The economic impact of Covid-19 has been devastating and wide-reaching. One country which is suffering significantly is South Africa, where going into lockdown has stifled almost all economic activity.

As South Africa, the second largest economy in Africa, slowly comes out of lockdown, the extent of the economic impact is becoming increasingly apparent.

Data released by the South African Revenue Service shows that a 55% slump in exports resulted in the largest trade deficit on record for the month of April. This was mainly due to the closure of mining activity throughout the country which accounts for over half of South African exports.

In addition to the dramatic decline in the level of exports, aggregate demand has also been sent spiralling downwards as consumption takes a hit.

Despite policy from the South African central bank to lower the cost of borrowing, credit card purchases dropped to a nine-year low from almost 40 billion Rand (£1.84 billion) in January to just above 10 billion Rand (£460 million) in April. The automotive industry has been hit particularly hard, with year-on-year sales of new vehicles down by a whopping 98.4% in April.

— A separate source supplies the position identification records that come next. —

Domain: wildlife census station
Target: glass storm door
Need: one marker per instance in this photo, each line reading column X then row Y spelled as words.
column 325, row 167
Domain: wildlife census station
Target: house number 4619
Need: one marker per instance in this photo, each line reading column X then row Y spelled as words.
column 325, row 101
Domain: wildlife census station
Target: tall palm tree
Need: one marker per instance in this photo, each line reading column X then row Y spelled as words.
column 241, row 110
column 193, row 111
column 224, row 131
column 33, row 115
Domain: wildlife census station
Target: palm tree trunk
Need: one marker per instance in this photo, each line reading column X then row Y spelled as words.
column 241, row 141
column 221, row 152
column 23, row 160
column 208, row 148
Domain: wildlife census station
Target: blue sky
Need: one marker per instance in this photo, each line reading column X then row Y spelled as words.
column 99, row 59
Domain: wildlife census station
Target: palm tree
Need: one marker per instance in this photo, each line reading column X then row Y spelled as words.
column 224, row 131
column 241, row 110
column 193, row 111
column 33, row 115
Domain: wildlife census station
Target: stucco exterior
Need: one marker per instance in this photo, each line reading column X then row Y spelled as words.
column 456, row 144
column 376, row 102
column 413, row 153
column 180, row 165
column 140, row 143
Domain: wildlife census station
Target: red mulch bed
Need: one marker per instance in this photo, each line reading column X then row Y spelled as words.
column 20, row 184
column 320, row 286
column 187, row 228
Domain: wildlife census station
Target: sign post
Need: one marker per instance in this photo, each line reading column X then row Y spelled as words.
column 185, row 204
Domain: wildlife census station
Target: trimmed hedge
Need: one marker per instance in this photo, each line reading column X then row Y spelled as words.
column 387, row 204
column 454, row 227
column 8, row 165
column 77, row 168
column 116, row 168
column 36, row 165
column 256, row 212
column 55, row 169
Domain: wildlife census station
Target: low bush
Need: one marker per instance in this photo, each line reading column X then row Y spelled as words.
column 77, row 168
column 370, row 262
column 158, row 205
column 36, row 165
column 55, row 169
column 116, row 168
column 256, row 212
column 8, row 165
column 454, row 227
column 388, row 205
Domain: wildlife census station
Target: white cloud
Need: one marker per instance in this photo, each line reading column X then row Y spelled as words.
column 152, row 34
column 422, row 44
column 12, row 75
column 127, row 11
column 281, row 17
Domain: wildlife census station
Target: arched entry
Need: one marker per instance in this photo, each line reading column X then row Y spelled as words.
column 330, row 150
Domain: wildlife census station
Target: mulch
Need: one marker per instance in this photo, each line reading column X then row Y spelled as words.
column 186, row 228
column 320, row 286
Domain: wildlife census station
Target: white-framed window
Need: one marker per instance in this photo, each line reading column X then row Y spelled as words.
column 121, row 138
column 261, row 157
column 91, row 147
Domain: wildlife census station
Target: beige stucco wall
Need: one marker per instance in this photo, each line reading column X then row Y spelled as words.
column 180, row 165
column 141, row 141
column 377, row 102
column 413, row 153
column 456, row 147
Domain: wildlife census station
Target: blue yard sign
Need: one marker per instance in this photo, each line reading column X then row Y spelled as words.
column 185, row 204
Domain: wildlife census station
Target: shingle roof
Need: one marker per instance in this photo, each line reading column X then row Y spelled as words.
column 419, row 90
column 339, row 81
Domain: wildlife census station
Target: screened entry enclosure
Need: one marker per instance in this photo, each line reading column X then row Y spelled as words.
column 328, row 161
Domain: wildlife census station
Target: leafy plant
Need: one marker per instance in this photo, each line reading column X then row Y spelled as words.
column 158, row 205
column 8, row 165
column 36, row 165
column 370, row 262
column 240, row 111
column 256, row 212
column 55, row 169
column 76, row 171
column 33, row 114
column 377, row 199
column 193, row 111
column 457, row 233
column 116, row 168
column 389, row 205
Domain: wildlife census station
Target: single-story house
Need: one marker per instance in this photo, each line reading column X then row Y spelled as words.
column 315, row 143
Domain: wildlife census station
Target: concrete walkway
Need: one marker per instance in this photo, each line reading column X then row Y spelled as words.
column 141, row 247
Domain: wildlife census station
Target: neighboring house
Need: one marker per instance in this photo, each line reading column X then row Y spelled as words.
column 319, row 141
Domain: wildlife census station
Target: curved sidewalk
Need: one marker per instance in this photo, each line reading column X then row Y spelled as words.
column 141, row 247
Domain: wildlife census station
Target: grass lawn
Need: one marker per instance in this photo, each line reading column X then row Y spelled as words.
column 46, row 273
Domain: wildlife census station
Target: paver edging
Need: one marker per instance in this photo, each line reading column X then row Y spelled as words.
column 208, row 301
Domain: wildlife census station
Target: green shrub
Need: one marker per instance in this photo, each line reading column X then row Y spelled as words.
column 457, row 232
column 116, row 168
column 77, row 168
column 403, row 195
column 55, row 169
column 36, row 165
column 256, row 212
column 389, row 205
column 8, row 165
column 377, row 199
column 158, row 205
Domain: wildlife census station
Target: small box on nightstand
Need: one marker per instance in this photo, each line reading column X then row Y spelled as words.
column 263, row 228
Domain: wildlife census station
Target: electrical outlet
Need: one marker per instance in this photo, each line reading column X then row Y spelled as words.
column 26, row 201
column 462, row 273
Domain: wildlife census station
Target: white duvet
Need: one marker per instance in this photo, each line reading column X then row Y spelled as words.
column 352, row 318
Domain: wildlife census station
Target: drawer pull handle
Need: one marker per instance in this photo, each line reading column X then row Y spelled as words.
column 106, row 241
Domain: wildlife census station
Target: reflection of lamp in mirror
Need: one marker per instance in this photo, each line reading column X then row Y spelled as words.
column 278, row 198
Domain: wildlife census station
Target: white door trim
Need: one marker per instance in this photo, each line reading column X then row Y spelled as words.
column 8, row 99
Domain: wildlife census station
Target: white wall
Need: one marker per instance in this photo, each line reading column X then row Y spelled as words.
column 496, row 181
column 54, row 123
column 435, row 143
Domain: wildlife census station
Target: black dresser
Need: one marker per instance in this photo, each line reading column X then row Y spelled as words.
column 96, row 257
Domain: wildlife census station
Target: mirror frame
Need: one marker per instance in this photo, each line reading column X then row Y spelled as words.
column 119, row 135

With millions of South Africans now unemployed, thousands of businesses on the verge of collapse, and the emergence of a huge gap in tax revenue, the government will need to act quickly and decisively to restore the broken economy.

THINK LIKE AN ECONOMIST!

Q1. What is meant by the term trade deficit?

Q2. Explain one way that the South African central bank may have ‘lowered the cost of borrowing’.

Q3. Analyse the reasons why there is a gap (decrease) in tax revenue.

Q4. Discuss some of the measures which the South African government could take to restore their economy.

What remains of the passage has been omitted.